# SAT Math Practice: How to Find the Perimeter of a Polygon

A polygon is a many-sides figure whose sides are straight lines. The perimeter of a polygon is the sum of the lengths of its sides. A regular polygon has side lengths that are all equal. The number of sides a polygon has determines its name. A triangle has 3 sides. A quadrilateral has four sides. A pentagon has five sides, and a hexagon has six sides. A square is a special type of quadrilateral whose four sides all have the same measure and whose interior angles are each equal to 90 degrees. These four types of polygons (triangle, quadrilateral, pentagon, and hexagon) are the ones you’ll see the most often on the SAT. Let’s try an easy-level question from Grockit’s SAT database:

**Question 1:** A triangle in the xy-plane has vertices at the coordinates (2,1), (6,1), and (6,6). What is the triangle’s perimeter?

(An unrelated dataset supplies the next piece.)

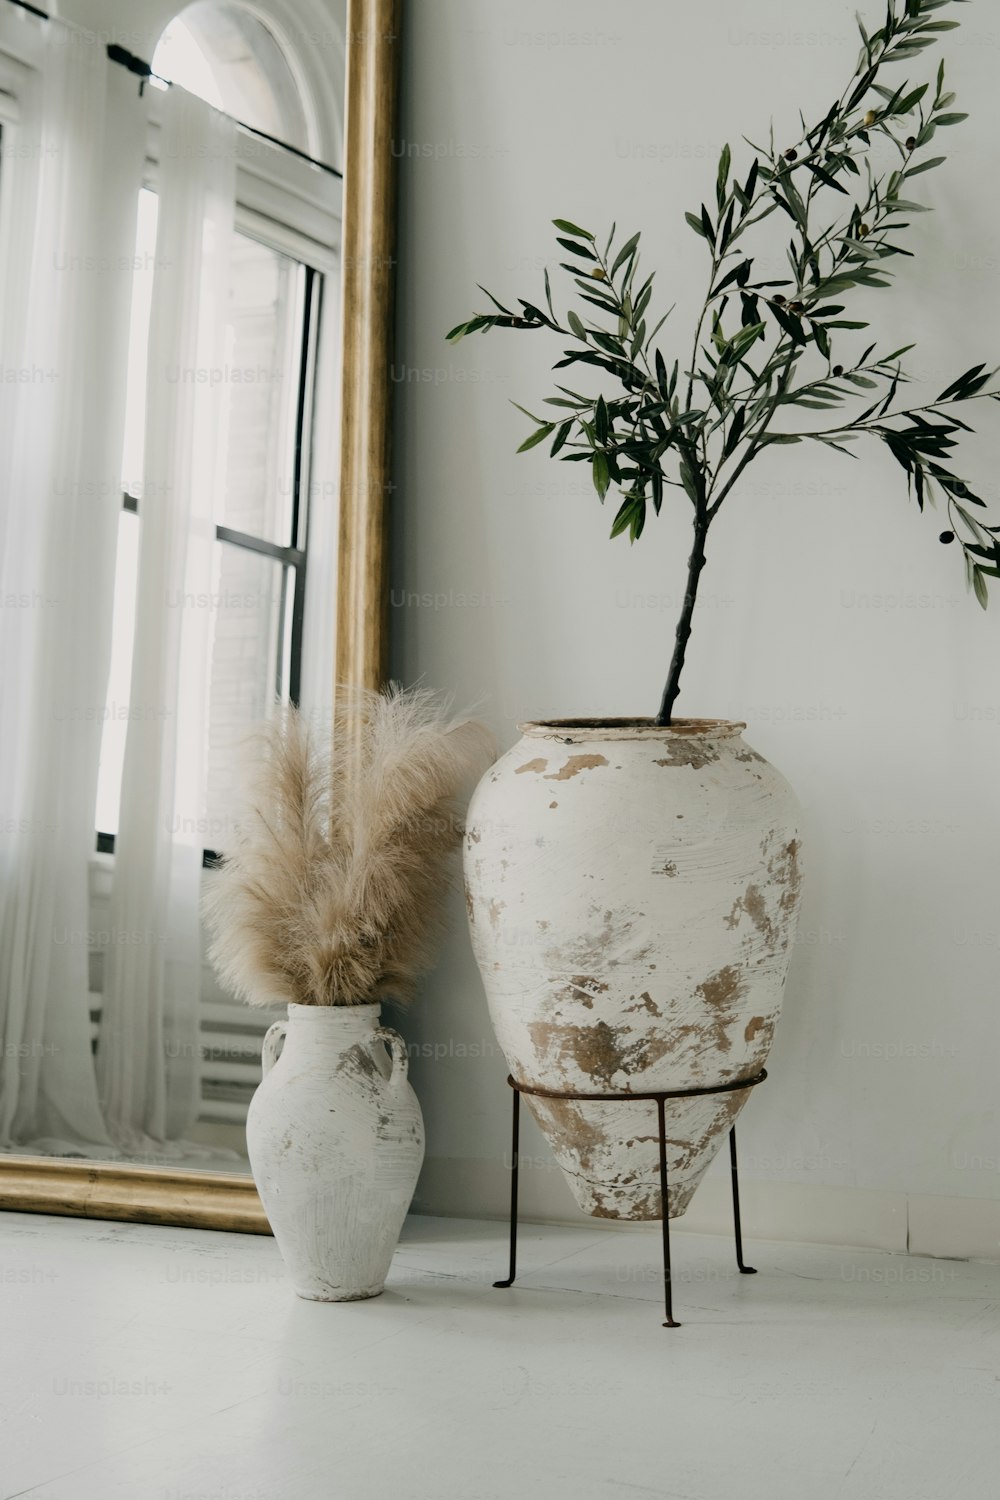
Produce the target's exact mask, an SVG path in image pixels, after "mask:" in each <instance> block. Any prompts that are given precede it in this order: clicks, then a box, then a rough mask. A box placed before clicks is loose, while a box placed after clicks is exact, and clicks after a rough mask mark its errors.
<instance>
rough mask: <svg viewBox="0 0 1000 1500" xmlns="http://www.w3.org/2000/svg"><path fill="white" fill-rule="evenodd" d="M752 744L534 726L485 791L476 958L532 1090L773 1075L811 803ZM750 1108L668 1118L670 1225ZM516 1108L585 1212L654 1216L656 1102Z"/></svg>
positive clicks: (734, 738)
mask: <svg viewBox="0 0 1000 1500" xmlns="http://www.w3.org/2000/svg"><path fill="white" fill-rule="evenodd" d="M742 729H745V724H732V723H723V721H718V720H688V721H685V720H681V721H678V723H675V724H673V726H672V727H669V729H663V727H657V726H655V724H654V723H651V721H648V720H609V721H606V723H598V721H577V720H573V721H565V723H552V724H523V726H522V732H523V738H522V739H520V741H519V744H516V745H514V748H513V750H510V751H508V754H505V756H504V757H502V759H501V760H499V762H498V763H496V765H495V766H493V769H492V771H489V772H487V774H486V777H484V778H483V781H481V783H480V786H478V787H477V790H475V795H474V798H472V804H471V807H469V816H468V823H466V829H468V831H466V847H465V873H466V897H468V907H469V922H471V930H472V947H474V950H475V957H477V962H478V965H480V971H481V975H483V984H484V987H486V995H487V1001H489V1008H490V1017H492V1022H493V1028H495V1031H496V1038H498V1041H499V1046H501V1049H502V1052H504V1056H505V1058H507V1062H508V1067H510V1071H511V1074H513V1076H514V1079H517V1082H519V1083H525V1085H529V1086H534V1088H543V1089H550V1091H555V1092H580V1094H588V1092H589V1094H613V1092H619V1091H621V1092H622V1094H630V1092H633V1094H642V1092H654V1091H658V1089H691V1088H699V1086H703V1085H712V1083H727V1082H732V1080H736V1079H744V1077H753V1076H754V1074H756V1073H759V1071H760V1068H762V1067H763V1064H765V1059H766V1056H768V1050H769V1047H771V1040H772V1035H774V1028H775V1023H777V1020H778V1011H780V1008H781V996H783V990H784V980H786V971H787V963H789V950H790V945H792V939H793V930H795V919H796V915H798V901H799V874H798V853H799V843H798V804H796V799H795V795H793V792H792V789H790V787H789V784H787V781H784V778H783V777H781V775H780V774H778V772H777V771H775V769H774V766H771V765H769V763H768V762H766V760H763V759H762V756H759V754H757V751H756V750H751V748H750V745H747V744H745V742H744V739H742V735H741V732H742ZM748 1097H750V1091H748V1089H741V1091H736V1092H733V1094H721V1095H715V1097H705V1098H697V1100H685V1101H669V1103H667V1116H666V1121H667V1164H669V1176H670V1205H669V1212H670V1217H676V1215H679V1214H684V1211H685V1209H687V1206H688V1202H690V1199H691V1194H693V1193H694V1190H696V1187H697V1184H699V1181H700V1179H702V1175H703V1172H705V1169H706V1167H708V1164H709V1163H711V1160H712V1157H714V1155H715V1152H717V1151H718V1148H720V1146H721V1143H723V1140H724V1139H726V1134H727V1131H729V1128H730V1125H732V1124H733V1122H735V1119H736V1116H738V1115H739V1112H741V1109H742V1107H744V1104H745V1103H747V1098H748ZM525 1098H526V1103H528V1104H529V1107H531V1110H532V1113H534V1116H535V1119H537V1121H538V1124H540V1125H541V1128H543V1131H544V1133H546V1136H547V1139H549V1143H550V1146H552V1149H553V1152H555V1157H556V1160H558V1163H559V1166H561V1167H562V1170H564V1173H565V1176H567V1179H568V1184H570V1187H571V1190H573V1194H574V1197H576V1200H577V1203H579V1205H580V1208H582V1209H585V1211H586V1212H588V1214H592V1215H595V1217H600V1218H625V1220H648V1218H660V1208H661V1205H660V1176H658V1151H657V1139H658V1136H657V1115H655V1104H654V1103H652V1101H637V1103H634V1104H630V1103H622V1104H618V1103H598V1104H582V1103H565V1101H547V1100H540V1098H535V1097H531V1095H526V1097H525Z"/></svg>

Since two coordinates share an x-value and two coordinates share a y-value, we can tell this triangle is a right triangle, so we can quickly find the lengths of the horizontal and vertical legs by subtracting the x- and y-coordinates. The leg with endpoints (2, 1) and (6, 1) is 6 – 2 = 4 units long, and the leg with endpoints (6, 6) and (6, 1) is 6 – 1 = 5 units long.

Check out this article for advice on how to find an area of a polygon.

To find the length of the hypotenuse, we need to apply the Pythagorean theorem: c^{2} = a^{2} + b^{2}

c^{2} = (4)^{2} + (5)^{2} c^{2} = 41

c = √41

Since the sides of the triangle are 4, 5, and √41, the triangle’s perimeter is equal to 4 + 5 + √41 =

9 + √41 units. Sometimes perimeter questions will involve figures that have already been drawn for you:

**Question 2:**

If x = 60 in triangle ABC provided, how much smaller is the perimeter of triangle ABC than the perimeter of triangle DEF?

If x = 60 then ABC is an equilateral triangle. Since one side is 7, the perimeter is 3*7 = 21. Triangle DEF is an isosceles triangle since equal angles are always across from equal sides. Since DE is 12, then DF is also 12. The perimeter is 12 + 12 + 7 = 31. The difference between the perimeters is 31 – 21 = 10.

Let’s look at how perimeter question can be made more challenging by combining more than one polygon:

**Question 3: **In the figure to the left, *ABDE* is a square with a side length of 6. If side *CB=CD* and the total perimeter of the figure ABCDE must be greater than 25 but less than 30, what is one possible whole number value of *CB*?

In this question, we know that the perimeter equals the sum of the total sides of the figure. The square has side lengths of 6, so the figure has a starting perimeter of (3)(6) = 18.

*CB*=*CD*. Let’s assign a variable, x, to sides CB and CD.

The total perimeter is 2*x *+ 18.

The question says that 2x + 18 > 25, and 2x + 18 < 30. Solve both inequalities to find the possible values for x.

25< 2x + 18 < 30. Now subtract 18 from both sides to get:

7 < 2*x* < 12. Next, we divide by 2. Since 2 is positive, we don’t need to switch the inequality signs.

3.5 < *x* < 6

The only whole numbers between 3.5 and 6 are 4 and 5, so either 4 or 5 would be correct here.